Lady Byron’s relations were bent on arranging an amicable separation. Should Byron persist in his refusal, it was intended to institute a suit in the Ecclesiastical Court to obtain a divorce on the plea of adultery and cruelty. There is reason to believe that a charge of adultery could not have been substantiated at that time.
Meanwhile, Lady Byron, who had lately acquired some documents, which were unknown to her when she left her husband on January 15,[64] came to London on February 22, and had a long private conversation with Dr. Lushington. She then showed him two packets of letters which Mrs. Clermont had abstracted from Byron’s writing-desk. Lady Byron received those letters some time between February 14 and 22, 1816. One packet contained missives from a married lady, with whom Byron had been intimate previous to his marriage. It appears that Lady Byron—whose notions of the ordinary code of honour were peculiar—sent those letters to that lady’s husband, who, like a sensible man, threw them into the fire. Of the other packet we cannot speak so positively. It probably comprised letters from Augusta Leigh, referring to the child Medora.[65] Such expressions as ‘our child’ or ‘your child’ would have fallen quite naturally from her pen under the circumstances. It is easy to imagine the effect of some such words upon the suspicious mind of Lady Byron. By Mrs. Clermont’s masterful stroke of treachery, strong presumptive evidence was thus brought against Augusta Leigh. The letters undoubtedly convinced Dr.
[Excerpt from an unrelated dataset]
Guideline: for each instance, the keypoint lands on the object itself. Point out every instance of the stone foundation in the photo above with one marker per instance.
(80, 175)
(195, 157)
Lushington that incest had taken place, and he warned Lady Byron against any personal intercourse with Mrs. Leigh. He at the same time advised her to keep her lips closed until Augusta had of her own free will confessed; and pointed out to Lady Byron that, ‘while proofs and impressions were such as left no doubt on her mind, they were decidedly not such as could have been brought forward to establish a charge of incest, in the event of Lady Byron being challenged to bring forward the grounds of her imputation.’[66]